Em teste da OCDE, a proficiência em ler e escrever teve melhoras significativas em apenas dois países (Finlândia e Dinamarca), permaneceu estável em 14 e teve pioras significativas em 11
Por Sarah O’Connor – Valor/Financial Times – 27/12/2024
“A inteligência humana”, escreveu certa vez o crítico cultural Neil Postman, “está entre as coisas mais frágeis na natureza”. Não é preciso muito para distraí-la, suprimi-la ou mesmo aniquilá-la”.
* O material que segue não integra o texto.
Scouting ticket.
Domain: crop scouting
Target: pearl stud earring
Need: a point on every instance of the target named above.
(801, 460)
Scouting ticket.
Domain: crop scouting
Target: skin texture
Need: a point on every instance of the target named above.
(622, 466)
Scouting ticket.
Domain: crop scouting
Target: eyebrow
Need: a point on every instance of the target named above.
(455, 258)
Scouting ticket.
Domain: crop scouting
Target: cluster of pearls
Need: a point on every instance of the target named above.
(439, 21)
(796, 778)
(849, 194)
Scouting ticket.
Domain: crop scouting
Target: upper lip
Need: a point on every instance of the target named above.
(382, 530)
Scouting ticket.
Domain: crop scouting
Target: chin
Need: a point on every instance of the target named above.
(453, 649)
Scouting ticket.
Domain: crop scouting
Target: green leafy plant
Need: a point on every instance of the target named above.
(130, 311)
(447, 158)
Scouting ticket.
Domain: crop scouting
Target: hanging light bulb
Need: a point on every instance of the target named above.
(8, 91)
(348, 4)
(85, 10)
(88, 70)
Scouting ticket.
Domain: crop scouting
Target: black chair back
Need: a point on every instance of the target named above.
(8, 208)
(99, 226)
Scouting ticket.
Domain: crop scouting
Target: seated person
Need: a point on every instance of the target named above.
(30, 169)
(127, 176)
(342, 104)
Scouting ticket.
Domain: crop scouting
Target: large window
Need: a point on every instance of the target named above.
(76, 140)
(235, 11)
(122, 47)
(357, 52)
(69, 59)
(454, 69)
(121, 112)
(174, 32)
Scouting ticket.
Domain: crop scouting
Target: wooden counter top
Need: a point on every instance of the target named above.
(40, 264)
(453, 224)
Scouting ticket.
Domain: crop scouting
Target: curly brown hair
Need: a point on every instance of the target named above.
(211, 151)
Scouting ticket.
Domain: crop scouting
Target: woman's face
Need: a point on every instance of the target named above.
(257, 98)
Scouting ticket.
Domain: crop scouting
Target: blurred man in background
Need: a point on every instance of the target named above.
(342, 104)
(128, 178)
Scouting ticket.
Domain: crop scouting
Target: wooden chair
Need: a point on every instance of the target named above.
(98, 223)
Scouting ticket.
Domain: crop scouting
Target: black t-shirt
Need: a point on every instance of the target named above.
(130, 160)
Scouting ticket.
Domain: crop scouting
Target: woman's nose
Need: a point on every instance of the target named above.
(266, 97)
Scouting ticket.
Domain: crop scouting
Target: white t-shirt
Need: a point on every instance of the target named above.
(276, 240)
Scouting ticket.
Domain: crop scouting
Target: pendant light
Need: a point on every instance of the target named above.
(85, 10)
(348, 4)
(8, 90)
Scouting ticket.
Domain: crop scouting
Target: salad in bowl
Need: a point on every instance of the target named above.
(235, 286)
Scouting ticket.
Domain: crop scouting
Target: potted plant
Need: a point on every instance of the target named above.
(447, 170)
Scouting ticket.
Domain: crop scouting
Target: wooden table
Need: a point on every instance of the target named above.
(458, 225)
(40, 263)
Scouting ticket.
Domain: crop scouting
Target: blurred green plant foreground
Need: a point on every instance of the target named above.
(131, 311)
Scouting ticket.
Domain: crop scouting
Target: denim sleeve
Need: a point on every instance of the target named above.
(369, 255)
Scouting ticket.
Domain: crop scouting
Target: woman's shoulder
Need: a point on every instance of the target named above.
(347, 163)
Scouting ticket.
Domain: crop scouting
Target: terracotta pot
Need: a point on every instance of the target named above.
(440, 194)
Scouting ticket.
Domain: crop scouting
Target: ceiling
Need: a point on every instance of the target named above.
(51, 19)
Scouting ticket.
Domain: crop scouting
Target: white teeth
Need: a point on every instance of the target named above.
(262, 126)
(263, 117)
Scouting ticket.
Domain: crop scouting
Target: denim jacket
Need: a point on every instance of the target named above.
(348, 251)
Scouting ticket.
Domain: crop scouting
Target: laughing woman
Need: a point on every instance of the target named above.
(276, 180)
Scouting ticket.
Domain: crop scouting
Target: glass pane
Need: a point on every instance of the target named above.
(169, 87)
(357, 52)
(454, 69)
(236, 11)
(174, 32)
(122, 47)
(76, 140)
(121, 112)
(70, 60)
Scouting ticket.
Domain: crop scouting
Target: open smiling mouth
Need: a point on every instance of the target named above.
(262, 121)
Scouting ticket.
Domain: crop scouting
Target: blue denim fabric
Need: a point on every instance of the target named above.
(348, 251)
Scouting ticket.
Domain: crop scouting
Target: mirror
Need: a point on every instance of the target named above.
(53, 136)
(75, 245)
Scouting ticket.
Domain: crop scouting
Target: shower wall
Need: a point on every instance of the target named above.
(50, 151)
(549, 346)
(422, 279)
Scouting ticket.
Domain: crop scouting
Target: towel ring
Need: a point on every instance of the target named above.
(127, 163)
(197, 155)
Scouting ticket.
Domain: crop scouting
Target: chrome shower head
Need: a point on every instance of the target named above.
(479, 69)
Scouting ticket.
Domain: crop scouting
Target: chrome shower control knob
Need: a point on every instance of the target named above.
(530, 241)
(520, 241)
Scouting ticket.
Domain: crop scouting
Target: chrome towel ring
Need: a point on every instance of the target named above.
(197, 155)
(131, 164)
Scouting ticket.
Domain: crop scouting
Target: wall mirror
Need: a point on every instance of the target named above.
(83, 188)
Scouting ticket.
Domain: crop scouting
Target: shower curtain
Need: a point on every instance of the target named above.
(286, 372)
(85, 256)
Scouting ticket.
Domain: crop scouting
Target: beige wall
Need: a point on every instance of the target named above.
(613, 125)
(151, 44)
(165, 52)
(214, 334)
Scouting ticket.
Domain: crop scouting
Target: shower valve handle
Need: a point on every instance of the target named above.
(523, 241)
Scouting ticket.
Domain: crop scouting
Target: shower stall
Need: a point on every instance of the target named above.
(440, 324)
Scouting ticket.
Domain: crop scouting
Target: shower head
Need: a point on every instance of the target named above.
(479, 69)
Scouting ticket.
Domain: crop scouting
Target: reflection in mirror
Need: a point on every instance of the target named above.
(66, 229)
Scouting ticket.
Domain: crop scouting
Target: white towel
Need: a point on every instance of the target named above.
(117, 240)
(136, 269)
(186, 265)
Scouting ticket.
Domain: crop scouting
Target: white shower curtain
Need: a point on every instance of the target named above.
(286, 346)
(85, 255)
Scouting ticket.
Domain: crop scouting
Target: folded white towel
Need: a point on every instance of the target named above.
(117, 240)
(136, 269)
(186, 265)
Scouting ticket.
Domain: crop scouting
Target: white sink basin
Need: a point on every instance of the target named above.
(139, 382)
O ano era 1988, um ex-ator de Hollywood ocupava a Casa Branca e Postman estava preocupado com a ascendência das imagens sobre as palavras nos meios de comunicação, na cultura e na política dos Estados Unidos. A televisão “condiciona nossas mentes a captar o mundo por meio de imagens fragmentadas e força outros meios de comunicação a se orientarem nessa direção”, argumentou em um ensaio de seu livro “Conscientious Objections”. “Uma cultura não precisa forçar a fuga de acadêmicos para deixá-los impotentes. Uma cultura não precisa queimar livros para assegurar que não sejam lidos […] Há outros modos de alcançar a estupidez”.
O que, em 1988, pode ter parecido rabugento, em 2024, soa mais a uma profecia. Em dezembro, a Organização para Cooperação e Desenvolvimento Econômico (OCDE) divulgou os resultados de um abrangente estudo: avaliações presenciais sobre as capacidades de ler e escrever, de entender matemática e de resolver problemas de 160 mil adultos, na faixa de 16 a 65 anos, em 31 países e economias diferentes. Em comparação à rodada anterior de avaliações, feita dez anos antes, as tendências observadas na capacidade de ler e escrever foram assombrosas. A proficiência teve melhoras significativas em apenas dois países (Finlândia e Dinamarca), permaneceu estável em 14 e teve pioras significativas em 11. Os maiores declínios ocorreram na Coreia do Sul, Lituânia, Nova Zelândia e Polônia.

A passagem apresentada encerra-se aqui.